Arti kata, ejaan, dan contoh penggunaan kata "bagai denai gajah lalu" menurut Kamus Besar Bahasa Indonesia (KBBI).

bagai denai gajah lalu

Peribahasa hal yang tidak mungkin dapat disembunyikan

Bantuan Penjelasan Simbol
a Adjektiva, Merupakan Bentuk Kata Sifat
v Verba, Merupakan Bentuk Kata Kerja
n Merupakan Bentuk Kata benda
ki Merupakan Bentuk Kata kiasan
pron kata yang meliputi kata ganti, kata tunjuk, atau kata tanya
cak Bentuk kata percakapan (tidak baku)
ark Arkais, Bentuk kata yang tidak lazim digunakan
adv Adverbia, kata yang menjelaskan verba, adjektiva, adverbia lain
-- Pengganti kata "bagai denai gajah lalu"

📝 Contoh Penggunaan kata "bagai denai gajah lalu" dalam Kalimat

1.Di dalam hukum, tidak ada yang dapat disembunyikan dari tangan keadilan, karena sebagai ganti denai gajah lalu.
2.Pada akhirnya, rahasia itu tidak mungkin disembunyikan, seperti denai gajah lalu yang tak pernah bisa disembunyikan.
3.Kita tidak bisa menyembunyikan kebenaran, karena seperti denai gajah lalu, kebenaran itu akan keluar dengan sendirinya.
4.Dalam kehidupan sehari-hari, kita tidak bisa menyembunyikan kelemahan, karena seperti denai gajah lalu, kelemahan itu akan mudah terlihat.
5.Berdasarkan penelitian ini, hasilnya tidak bisa disembunyikan lagi, seperti denai gajah lalu yang menjelaskan fenomena alam tersebut.

📚 Artikel terkait kata "bagai denai gajah lalu"

Mengenal Kata 'bagai denai gajah lalu' - Inspirasi dan Motivasi

Mengenal Kata "bagai denai gajah lalu" - Inspirasi dan Motivasi

Makna dan Konteks Sejarah dari Kata "bagai denai gajah lalu"
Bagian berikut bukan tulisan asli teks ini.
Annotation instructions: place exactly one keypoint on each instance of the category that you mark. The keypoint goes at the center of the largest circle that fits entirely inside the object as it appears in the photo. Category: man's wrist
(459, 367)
Kata "bagai denai gajah lalu" adalah salah satu peribahasa yang sudah terkenal di Indonesia. Peribahasa ini memiliki makna yang sangat jelas, yaitu menggambarkan hal yang tidak mungkin dapat disembunyikan atau tersembunyi. Dalam konteks sejarah, peribahasa ini mungkin berkembang dari pengalaman masyarakat Indonesia tentang gajah, hewan yang besar dan kuat yang tidak dapat disembunyikan. Gajah adalah hewan yang terlihat jelas dan tak dapat disembunyikan, demikian pula hal yang tidak mungkin disembunyikan.
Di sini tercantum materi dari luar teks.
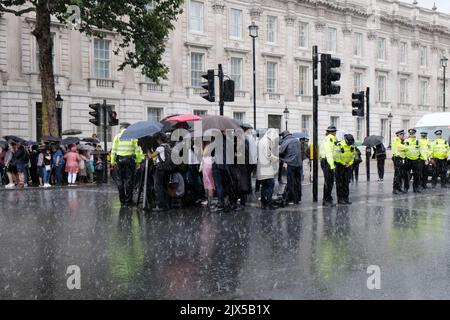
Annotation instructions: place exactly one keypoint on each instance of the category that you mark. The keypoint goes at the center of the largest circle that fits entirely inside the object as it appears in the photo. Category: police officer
(125, 156)
(412, 152)
(327, 150)
(344, 164)
(424, 144)
(439, 152)
(398, 153)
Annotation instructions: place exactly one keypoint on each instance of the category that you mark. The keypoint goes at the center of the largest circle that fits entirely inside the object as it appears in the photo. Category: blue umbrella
(142, 129)
(299, 135)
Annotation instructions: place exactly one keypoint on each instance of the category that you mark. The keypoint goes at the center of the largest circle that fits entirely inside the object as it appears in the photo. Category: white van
(432, 122)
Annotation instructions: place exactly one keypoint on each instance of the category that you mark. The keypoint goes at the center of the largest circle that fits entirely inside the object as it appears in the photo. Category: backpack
(167, 164)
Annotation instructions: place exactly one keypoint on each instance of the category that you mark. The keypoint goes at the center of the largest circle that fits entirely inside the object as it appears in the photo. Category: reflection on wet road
(298, 253)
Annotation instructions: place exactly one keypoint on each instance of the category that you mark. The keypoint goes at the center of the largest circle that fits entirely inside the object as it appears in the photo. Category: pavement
(380, 247)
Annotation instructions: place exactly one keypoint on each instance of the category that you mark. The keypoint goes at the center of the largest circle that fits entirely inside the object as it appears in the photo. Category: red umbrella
(184, 118)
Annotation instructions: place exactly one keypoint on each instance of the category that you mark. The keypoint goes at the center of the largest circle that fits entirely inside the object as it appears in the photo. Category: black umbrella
(219, 122)
(70, 140)
(14, 138)
(71, 132)
(141, 129)
(51, 139)
(372, 141)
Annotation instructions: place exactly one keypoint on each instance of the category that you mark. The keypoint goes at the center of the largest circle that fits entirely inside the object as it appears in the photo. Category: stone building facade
(390, 46)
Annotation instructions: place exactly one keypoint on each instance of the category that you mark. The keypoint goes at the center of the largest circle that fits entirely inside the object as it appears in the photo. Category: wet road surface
(302, 252)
Contoh Penggunaan Kata "bagai denai gajah lalu" dalam Kalimat

Kata "bagai denai gajah lalu" dapat digunakan dalam berbagai kalimat untuk menggambarkan hal yang tidak mungkin disembunyikan. Contoh penggunaan kata ini adalah seperti: * "Kebohonganmu tidak dapat disembunyikan, karena itu seperti mengalami gajah lalu dalam hutan." * "Kerugianmu tidak dapat disembunyikan, karena itu seperti gajah lalu yang berjalan di jalan." * "Kebocoranmu tidak dapat disembunyikan, karena itu seperti gajah lalu yang berada di tengah jalan."

Relevansi Kata "bagai denai gajah lalu" dalam Kehidupan Sehari-hari

Kata "bagai denai gajah lalu" memiliki relevansi yang sangat penting dalam kehidupan sehari-hari. Dalam kehidupan sehari-hari, kita seringkali melihat hal-hal yang tidak mungkin disembunyikan, seperti kebohongan, kerugian, atau kebocoran. Dengan menggunakan kata "bagai denai gajah lalu", kita dapat menggambarkan hal-hal tersebut dengan lebih jelas dan efektif. Selain itu, kata ini juga dapat digunakan sebagai motivasi untuk tidak menyembunyikan hal-hal yang tidak mungkin disembunyikan, karena itu hanya akan membuat kita semakin kehilangan kepercayaan dan kesempatan.